PRIVATE HELL 36

Howard Duff, Steve Cochran, and Ida Lupino in Private Hell 36 (1954)

 

PRIVATE HELL 36

(director: Don Siegel; screenwriters: Collier Young/Ida Lupino; cinematographer: Burnett Guffey; editor: Stanford Tischler; music: Leith Stevens; cast: Ida Lupino (Lilli Marlow), Howard Duff (Jack Farnham), Steve Cochran (Cal Bruner), Dean Jagger (Capt. Michaels), Dorothy Malone (Francey Farnham), eorge Dockstader (Fugitive), King Donovan (Burglar), Dabbs Greer (Sam Marvin, bartender), Ken Paterson (Lieutenant); Runtime: 81; MPAA Rating: NR; producer: Collier Young; Republic Pictures; 1954)

“Stylishly directed by Don Siegel.”

Reviewed by Dennis Schwartz

A routine film noir narrative with a moral lesson tacked on that is stylishly directed by Don Siegel (“The Lineup”/”Madigan”) and sharply photographed by Burnett Guffey. The script is by Collier Young and his then-wife Ida Lupino, whose company produced the movie.
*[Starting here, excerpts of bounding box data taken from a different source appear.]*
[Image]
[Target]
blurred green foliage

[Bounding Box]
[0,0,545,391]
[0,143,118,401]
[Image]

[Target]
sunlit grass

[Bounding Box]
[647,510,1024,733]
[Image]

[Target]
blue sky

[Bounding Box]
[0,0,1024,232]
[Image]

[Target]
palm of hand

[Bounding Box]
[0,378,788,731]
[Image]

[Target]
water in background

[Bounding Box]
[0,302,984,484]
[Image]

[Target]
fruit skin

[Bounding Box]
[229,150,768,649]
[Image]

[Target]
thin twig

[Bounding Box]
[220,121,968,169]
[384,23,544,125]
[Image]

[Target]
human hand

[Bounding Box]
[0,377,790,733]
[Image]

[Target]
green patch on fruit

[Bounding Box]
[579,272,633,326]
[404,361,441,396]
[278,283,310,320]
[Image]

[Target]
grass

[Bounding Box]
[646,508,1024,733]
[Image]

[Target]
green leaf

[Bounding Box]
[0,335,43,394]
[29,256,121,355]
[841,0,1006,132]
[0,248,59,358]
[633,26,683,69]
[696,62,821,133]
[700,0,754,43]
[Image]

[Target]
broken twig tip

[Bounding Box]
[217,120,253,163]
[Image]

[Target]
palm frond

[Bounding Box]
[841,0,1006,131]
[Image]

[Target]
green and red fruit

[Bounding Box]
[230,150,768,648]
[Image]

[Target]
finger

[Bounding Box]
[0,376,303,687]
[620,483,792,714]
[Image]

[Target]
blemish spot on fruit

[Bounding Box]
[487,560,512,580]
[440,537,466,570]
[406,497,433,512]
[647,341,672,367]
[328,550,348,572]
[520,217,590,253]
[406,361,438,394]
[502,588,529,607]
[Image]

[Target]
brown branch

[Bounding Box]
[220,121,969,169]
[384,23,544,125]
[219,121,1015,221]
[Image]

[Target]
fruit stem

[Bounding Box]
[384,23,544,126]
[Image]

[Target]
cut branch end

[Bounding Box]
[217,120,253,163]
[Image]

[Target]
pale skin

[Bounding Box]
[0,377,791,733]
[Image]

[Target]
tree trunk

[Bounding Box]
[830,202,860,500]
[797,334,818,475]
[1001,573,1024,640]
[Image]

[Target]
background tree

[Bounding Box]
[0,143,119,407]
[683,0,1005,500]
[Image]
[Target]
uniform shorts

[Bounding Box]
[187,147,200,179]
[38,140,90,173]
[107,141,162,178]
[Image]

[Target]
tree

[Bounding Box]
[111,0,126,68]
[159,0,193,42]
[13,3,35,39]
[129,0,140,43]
An elevator robbery takes place in NYC where someone is murdered and $200,000 in marked bills is stolen. A year later a hot $50 bill is recovered from a drugstore heist in Los Angeles. Sergeant Cal Bruner (Steve Cochran), while off-duty, daringly interrupted the robbery-in-progress and killed one of the armed robbers and arrested the other–a junkie. The passing of the bill is traced to struggling night club singer Lilli Marlow (Ida Lupino), who tells detectives Bruner and Jack Farnham (Howard Duff) that an Emerald Club patron gave it to her as a tip for singing “Smoke gets in your eyes.” Captain Michaels (Dean Jagger) assigns the detective partners to stakeout the racetrack with Lilli, the only one who knows what the possible killer looks like, to see if they can spot the big tipper. While on assignment carefree bachelor Bruner falls for Lilli, and the two become romantically involved. But even though she’s attracted to him, she sees no future in marrying a cop. After Farnham’s nice homemaker wife Francey (Dorothy Malone) finds out a cop in hubby’s precinct got killed in the line of duty, she worries about how their baby would be raised if something happened to hubby. Both cops are upset over their low pay for such dangerous work, and are envious of others in the community who have so much more material things than they do.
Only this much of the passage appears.